The poem starts off very wholesomely. “You fit into me, like a hook into an eye” implies the existence of a relationship, one that is as much of an exact, perfect match as is the eye of a lock, into which only one particular kind of key fits. However, in the very next lines, this imagery is reversed. The reader realizes that Atwood is not talking about a key, and the eye is not they eyehole of a lock. It is a fishhook in a human eye. The language at the end highlights how terrible of a combination this relationship actually has, and that it would be better if these two things never came together. This is true both of fishhook and eyeballs as well as a man and woman in an unfavorable relationship.
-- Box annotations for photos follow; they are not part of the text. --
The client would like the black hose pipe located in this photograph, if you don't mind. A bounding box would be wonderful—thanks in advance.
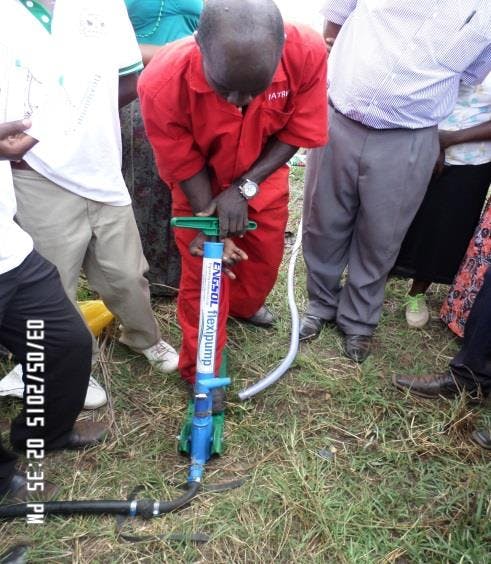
[0,482,201,519]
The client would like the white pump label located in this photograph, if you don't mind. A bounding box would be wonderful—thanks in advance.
[196,257,222,375]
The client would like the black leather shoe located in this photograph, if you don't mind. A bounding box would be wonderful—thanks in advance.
[238,305,275,328]
[298,313,327,341]
[344,335,372,363]
[471,429,491,450]
[61,421,109,450]
[392,372,475,399]
[0,471,58,504]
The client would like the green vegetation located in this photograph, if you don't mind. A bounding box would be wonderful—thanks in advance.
[0,169,491,564]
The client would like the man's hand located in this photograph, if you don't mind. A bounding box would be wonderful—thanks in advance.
[324,37,336,55]
[433,129,458,177]
[196,184,248,239]
[189,232,249,280]
[0,119,37,161]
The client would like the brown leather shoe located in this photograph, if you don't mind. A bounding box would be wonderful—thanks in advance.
[344,335,372,363]
[0,471,59,504]
[471,429,491,450]
[392,372,466,399]
[60,421,109,449]
[298,313,328,341]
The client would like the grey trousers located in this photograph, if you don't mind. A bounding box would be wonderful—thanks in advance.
[303,107,439,335]
[13,170,160,361]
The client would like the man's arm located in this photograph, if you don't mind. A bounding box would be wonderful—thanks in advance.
[439,120,491,149]
[197,137,298,238]
[119,72,138,108]
[324,20,341,53]
[433,120,491,176]
[0,119,37,161]
[179,167,213,215]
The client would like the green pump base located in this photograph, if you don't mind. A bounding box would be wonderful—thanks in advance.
[177,350,228,456]
[177,400,225,456]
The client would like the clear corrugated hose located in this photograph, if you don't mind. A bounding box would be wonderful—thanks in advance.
[239,220,302,401]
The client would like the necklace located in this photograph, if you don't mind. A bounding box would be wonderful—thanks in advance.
[135,0,165,39]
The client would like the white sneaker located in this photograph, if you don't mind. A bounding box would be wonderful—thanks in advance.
[0,364,107,409]
[406,294,430,329]
[141,339,179,373]
[0,364,24,399]
[84,376,107,409]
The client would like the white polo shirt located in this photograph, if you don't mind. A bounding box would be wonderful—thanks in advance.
[0,161,33,275]
[0,0,143,206]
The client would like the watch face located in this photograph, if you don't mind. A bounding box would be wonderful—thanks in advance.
[241,180,258,198]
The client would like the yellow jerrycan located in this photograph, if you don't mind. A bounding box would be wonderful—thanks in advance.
[78,300,114,337]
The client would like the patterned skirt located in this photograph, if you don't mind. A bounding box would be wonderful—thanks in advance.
[121,100,181,296]
[440,200,491,337]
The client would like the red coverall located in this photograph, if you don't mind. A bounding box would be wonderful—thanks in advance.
[138,24,327,382]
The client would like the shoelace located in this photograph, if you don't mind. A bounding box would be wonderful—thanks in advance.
[152,341,173,359]
[406,294,425,313]
[89,376,102,389]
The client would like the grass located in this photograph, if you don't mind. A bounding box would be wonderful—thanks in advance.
[0,165,491,564]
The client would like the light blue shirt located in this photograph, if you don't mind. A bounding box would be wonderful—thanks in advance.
[321,0,491,129]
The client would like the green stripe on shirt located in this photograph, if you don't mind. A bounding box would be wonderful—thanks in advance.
[119,61,143,76]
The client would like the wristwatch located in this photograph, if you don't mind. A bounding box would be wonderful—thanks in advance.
[237,178,259,200]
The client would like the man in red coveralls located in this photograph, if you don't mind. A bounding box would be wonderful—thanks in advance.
[139,0,327,390]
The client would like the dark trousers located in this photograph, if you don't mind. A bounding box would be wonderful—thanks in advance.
[0,251,92,493]
[450,268,491,393]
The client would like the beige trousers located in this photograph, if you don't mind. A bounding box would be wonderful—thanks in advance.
[13,170,160,354]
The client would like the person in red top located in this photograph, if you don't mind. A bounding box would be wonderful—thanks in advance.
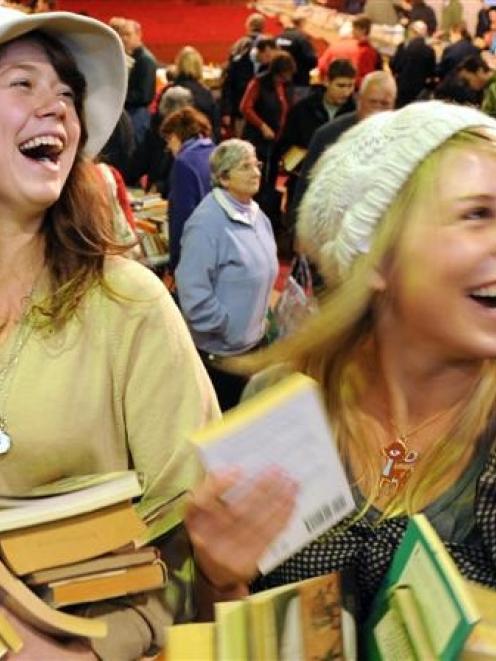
[240,51,296,224]
[318,15,382,88]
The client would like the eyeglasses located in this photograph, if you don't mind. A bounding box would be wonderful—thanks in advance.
[232,161,263,172]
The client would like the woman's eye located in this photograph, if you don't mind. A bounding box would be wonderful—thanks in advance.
[462,207,493,220]
[10,78,31,89]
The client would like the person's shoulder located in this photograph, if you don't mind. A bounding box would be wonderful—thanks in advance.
[104,257,165,301]
[184,191,217,223]
[314,111,358,141]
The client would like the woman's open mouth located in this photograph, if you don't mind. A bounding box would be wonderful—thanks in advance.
[19,135,64,163]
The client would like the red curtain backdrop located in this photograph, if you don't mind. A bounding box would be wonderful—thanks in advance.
[58,0,278,64]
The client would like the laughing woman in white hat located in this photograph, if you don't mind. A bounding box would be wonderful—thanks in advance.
[0,8,218,660]
[187,101,496,604]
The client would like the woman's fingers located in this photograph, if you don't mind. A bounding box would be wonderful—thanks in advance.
[186,469,297,585]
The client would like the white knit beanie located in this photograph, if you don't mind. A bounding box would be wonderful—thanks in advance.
[297,101,496,278]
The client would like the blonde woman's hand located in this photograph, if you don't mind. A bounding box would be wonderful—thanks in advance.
[185,469,297,590]
[260,124,276,140]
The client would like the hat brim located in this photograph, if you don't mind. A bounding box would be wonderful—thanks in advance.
[0,7,127,156]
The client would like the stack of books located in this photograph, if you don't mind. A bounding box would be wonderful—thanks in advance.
[0,471,167,651]
[166,573,356,661]
[363,514,496,661]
However, the size of the poem also conveys a sense of irony. Upon reading the second set of lines, the reader immediately recognizes the humor of the poem, as well as the incommensurability of the two objects in question (which represent a bad relationship). This recognition is almost instantaneous—of course nobody would want to have a fishhook in their eye! But, and this is Atwood’s deeper point, many bad relationships can last for months and even years before the two partners realize that there is a problem. As obvious and unhealthy as some relationships are, couples may remain blind to their own disfunction, and thus fail to appreciate their own incommensurability. Thus, the brevity with which the reader recognizes a problem in Atwood’s poem is contrasted with the incredibly long periods of time it takes men and women to recognize problems in their love life.